- Duration: October 1, 1998 – April 22, 1999
- Teams: 12

Regular season
- Top seed: Keflavík
- Relegated: Valur

Finals
- Champions: Keflavík (5th title)
- Runners-up: Njarðvík
- Semifinalists: KFÍ, Grindavík

Awards
- Domestic MVP: Falur Harðarson
- Foreign MVP: Damon Johnson

Statistical leaders
- Points: John Woods / 30.5
- Rebounds: Rob Wilson / 14.6
- Assists: Warren Peebles / 8.3

= 1998–99 Úrvalsdeild karla =

Icelandic basketball season

The 1998–99 Úrvalsdeild karla was the 47th season of the Úrvalsdeild, the top tier men's basketball league on Iceland.
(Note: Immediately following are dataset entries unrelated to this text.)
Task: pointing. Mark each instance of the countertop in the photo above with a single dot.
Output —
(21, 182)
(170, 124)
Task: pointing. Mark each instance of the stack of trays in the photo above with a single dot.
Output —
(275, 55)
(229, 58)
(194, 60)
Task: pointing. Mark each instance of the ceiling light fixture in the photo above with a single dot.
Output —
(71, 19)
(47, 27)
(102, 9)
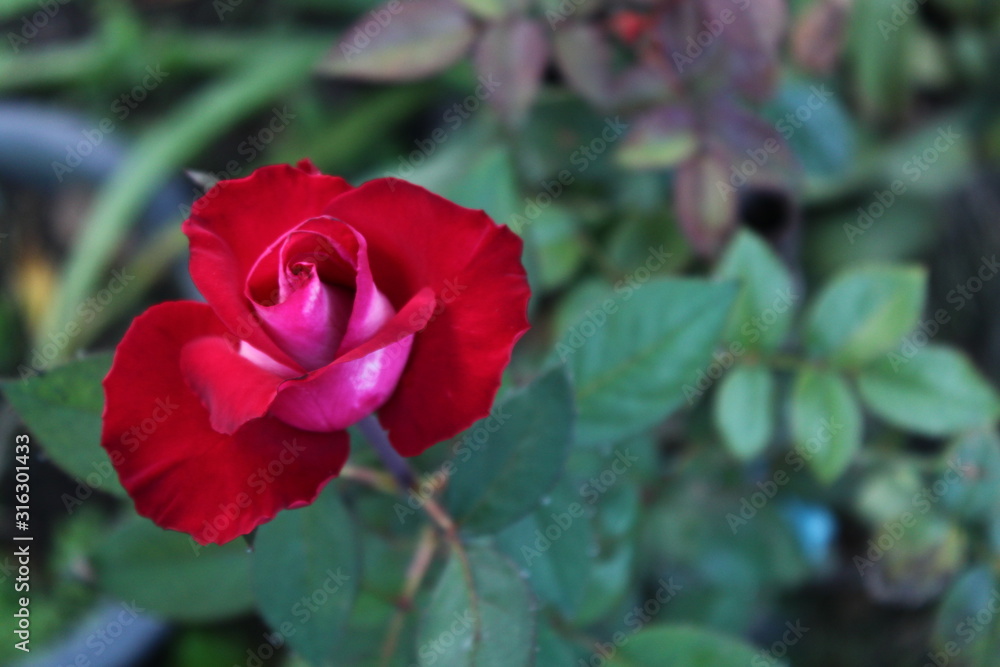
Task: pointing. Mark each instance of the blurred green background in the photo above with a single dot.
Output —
(823, 174)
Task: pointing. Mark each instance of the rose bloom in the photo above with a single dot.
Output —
(325, 303)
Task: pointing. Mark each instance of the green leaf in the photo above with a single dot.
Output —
(662, 138)
(975, 457)
(763, 310)
(937, 391)
(63, 409)
(826, 422)
(170, 574)
(306, 570)
(553, 650)
(480, 614)
(632, 355)
(968, 624)
(608, 583)
(674, 645)
(744, 410)
(865, 312)
(554, 238)
(554, 546)
(402, 41)
(156, 156)
(508, 461)
(878, 48)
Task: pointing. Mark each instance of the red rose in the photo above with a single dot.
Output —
(325, 304)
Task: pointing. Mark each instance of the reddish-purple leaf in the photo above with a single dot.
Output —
(758, 147)
(584, 57)
(704, 201)
(818, 36)
(513, 54)
(402, 41)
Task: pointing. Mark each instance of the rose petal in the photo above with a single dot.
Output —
(179, 471)
(332, 306)
(418, 240)
(356, 384)
(232, 387)
(235, 223)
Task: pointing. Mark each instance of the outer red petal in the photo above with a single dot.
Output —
(235, 222)
(233, 388)
(416, 240)
(182, 474)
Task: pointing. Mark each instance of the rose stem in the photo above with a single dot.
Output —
(421, 561)
(394, 463)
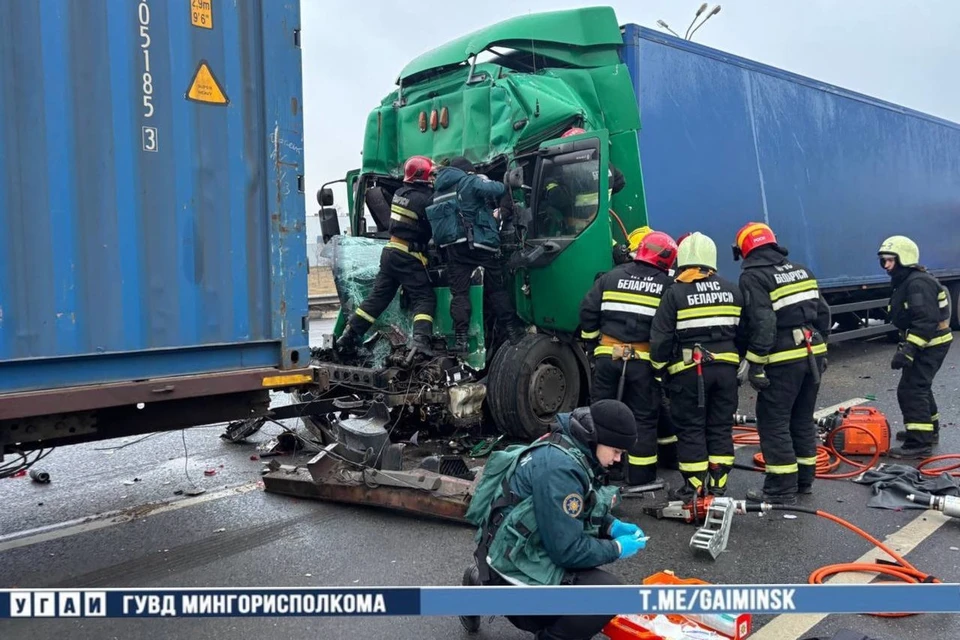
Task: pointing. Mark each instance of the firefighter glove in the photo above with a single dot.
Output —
(903, 357)
(630, 545)
(621, 528)
(758, 377)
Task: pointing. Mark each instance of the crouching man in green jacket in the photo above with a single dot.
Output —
(543, 514)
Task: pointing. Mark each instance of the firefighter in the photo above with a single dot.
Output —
(617, 313)
(556, 490)
(574, 194)
(477, 244)
(787, 324)
(920, 308)
(693, 338)
(402, 262)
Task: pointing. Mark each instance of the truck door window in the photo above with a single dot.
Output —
(569, 195)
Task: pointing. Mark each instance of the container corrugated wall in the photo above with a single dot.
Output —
(145, 233)
(726, 141)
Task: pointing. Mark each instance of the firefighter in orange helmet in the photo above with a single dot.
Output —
(786, 327)
(617, 313)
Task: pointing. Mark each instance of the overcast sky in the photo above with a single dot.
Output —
(901, 51)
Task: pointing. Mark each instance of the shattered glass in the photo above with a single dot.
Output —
(355, 263)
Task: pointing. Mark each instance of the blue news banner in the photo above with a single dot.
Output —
(453, 601)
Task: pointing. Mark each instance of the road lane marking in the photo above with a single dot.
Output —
(49, 532)
(903, 541)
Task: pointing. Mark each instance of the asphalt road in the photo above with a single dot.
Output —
(234, 534)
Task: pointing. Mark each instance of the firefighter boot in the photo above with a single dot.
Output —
(719, 473)
(471, 578)
(694, 486)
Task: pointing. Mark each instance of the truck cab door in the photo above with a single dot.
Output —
(568, 236)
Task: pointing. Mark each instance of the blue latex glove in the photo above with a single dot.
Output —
(621, 528)
(629, 545)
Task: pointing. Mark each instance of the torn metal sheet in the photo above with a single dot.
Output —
(419, 492)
The season started on October 1, 1998 and ended on April 22, 1999. Keflavík won its fifth title by defeating Njarðvík 3–2 in the Finals.

==Competition format==
The participating teams first played a conventional round-robin schedule with every team playing each opponent once "home" and once "away" for a total of 22 games. The top eight teams qualified for the championship playoffs whilst the bottom team was relegated to Division 1.
==Regular season==

| Pos | Team | Pld | W | L | PF | PA | PD | Pts | Qualification or relegation |
| 1 | Keflavík | 22 | 20 | 2 | 2149 | 1802 | +347 | 40 | Qualification to playoffs |
| 2 | Njarðvík | 22 | 18 | 4 | 2029 | 1658 | +371 | 36 |
| 3 | KFÍ | 22 | 15 | 7 | 1894 | 1822 | +72 | 30 |
| 4 | Grindavík | 22 | 14 | 8 | 1973 | 1847 | +126 | 28 |
| 5 | KR | 22 | 14 | 8 | 1864 | 1781 | +83 | 28 |
| 6 | Tindastóll | 22 | 11 | 11 | 1872 | 1846 | +26 | 22 |
| 7 | Snæfell | 22 | 10 | 12 | 1715 | 1827 | −112 | 20 |
| 8 | Haukar | 22 | 8 | 14 | 1713 | 1879 | −166 | 16 |
| 9 | ÍA | 22 | 8 | 14 | 1703 | 1816 | −113 | 16 |  |
| 10 | Þór Akureyri | 22 | 5 | 17 | 1690 | 1965 | −275 | 10 |
| 11 | Skallagrímur | 22 | 5 | 17 | 1738 | 1886 | −148 | 10 |
| 12 | Valur | 22 | 4 | 18 | 1709 | 1921 | −212 | 8 | Relegated |

==Notable occurrences==
- On 12 November, David Bevis was suspended for one game after tossing a water bottle at a wall after ÍA's a loss against Þór Akureyri which resulted in water hitting referees and staff at the scorers table.
- On 23 November, it was reported that ÍA had released both David Bevis and Victor Pereira in a roster overhaul in what turned out to be an unpopular decision by head coach Alexander Ermolinskij.